De son côté, l'autorité fiscale bernoise a également revendiqué la souveraineté fiscale sur le droit d'habitation. Le 12 septembre 2005, elle a rendu une décision de taxation, par laquelle elle a imposé la valeur de ce droit dans le canton de Berne. Le 25 septembre 2005, les contribuables ont informé l'ACI de cette taxation bernoise.
Entre le 11 octobre 2006 et le 3 novembre 2008, les contribuables se sont adressés quatre fois à l'ACI par courriel pour connaître l'avancement du dossier. L'ACI n'a pas répondu.
Période fiscale 2004 et suivantes
Le 19 février 2007, l'autorité fiscale du canton de Berne a rendu une décision de taxation 2004 dans laquelle elle a imposé le droit d'habitation sur l'immeuble de Schönried dans le canton de Berne. Elle a également procédé à cette imposition pour les périodes fiscales suivantes. Le 20 août 2007, les contribuables ont recouru contre la décision bernoise du 10 août 2007, relative la période fiscale 2005. Le 25 juillet 2008, l'autorité fiscale du canton de Berne a confirmé sa décision d'imposer le droit d'habitation à Berne, dans le canton de situation de l'immeuble.

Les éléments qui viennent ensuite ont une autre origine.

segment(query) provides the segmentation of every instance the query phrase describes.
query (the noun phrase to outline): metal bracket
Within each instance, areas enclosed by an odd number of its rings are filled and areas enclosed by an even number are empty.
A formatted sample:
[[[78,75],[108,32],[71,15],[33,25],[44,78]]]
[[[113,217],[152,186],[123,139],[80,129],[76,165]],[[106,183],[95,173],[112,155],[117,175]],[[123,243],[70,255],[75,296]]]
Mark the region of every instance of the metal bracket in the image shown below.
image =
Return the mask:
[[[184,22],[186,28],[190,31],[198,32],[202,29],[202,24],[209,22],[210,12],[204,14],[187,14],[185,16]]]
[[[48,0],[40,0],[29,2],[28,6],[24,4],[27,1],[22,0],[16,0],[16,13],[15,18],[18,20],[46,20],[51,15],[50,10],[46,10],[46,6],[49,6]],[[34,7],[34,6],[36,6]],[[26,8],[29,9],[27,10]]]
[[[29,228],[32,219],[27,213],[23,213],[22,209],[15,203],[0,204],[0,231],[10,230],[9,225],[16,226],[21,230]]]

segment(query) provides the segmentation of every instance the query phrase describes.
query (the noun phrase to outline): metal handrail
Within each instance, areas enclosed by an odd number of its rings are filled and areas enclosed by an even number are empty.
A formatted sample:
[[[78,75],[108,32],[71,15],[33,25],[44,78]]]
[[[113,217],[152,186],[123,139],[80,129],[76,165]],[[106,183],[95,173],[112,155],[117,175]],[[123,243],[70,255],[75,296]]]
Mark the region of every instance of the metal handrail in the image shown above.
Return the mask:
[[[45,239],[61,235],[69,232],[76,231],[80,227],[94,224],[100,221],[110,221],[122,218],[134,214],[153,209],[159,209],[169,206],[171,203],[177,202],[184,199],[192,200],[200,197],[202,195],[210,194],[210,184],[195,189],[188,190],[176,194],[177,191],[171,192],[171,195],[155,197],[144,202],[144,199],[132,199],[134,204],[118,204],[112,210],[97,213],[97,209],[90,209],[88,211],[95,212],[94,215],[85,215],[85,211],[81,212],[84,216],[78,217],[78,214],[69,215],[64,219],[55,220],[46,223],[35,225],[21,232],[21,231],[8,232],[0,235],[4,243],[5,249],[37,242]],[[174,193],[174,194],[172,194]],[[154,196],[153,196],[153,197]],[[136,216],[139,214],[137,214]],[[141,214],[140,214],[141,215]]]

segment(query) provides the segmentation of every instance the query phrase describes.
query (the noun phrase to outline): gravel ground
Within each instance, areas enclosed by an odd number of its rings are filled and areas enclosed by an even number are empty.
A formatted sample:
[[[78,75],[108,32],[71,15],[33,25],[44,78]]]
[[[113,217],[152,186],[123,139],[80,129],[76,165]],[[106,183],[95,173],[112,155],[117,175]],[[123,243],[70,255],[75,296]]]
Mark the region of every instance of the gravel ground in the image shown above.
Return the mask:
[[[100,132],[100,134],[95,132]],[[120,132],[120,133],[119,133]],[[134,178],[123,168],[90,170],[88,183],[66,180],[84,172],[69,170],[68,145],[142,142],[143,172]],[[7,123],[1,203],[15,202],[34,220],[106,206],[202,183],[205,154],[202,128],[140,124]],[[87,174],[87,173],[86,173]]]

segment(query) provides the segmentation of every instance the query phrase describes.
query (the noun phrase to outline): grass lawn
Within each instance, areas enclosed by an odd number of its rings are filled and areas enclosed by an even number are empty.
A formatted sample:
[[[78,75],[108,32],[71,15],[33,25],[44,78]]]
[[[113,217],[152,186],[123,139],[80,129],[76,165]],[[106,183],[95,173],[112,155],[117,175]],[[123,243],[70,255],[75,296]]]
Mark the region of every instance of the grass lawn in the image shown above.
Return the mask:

Le 17 août 2009, l'ACI a rendu une décision de taxation concernant la période fiscale 2004, en attribuant la valeur du droit d'habitation (17'200.- fr) au canton de Vaud. Dans la motivation de sa taxation, elle a indiqué: "Selon entretien téléphonique du 13 août 2009, avec Monsieur Y.________ de l'UBS, taxation du droit d'habitation sur l'immeuble bernois identique aux périodes fiscales précédentes (attribution au canton de Vaud)".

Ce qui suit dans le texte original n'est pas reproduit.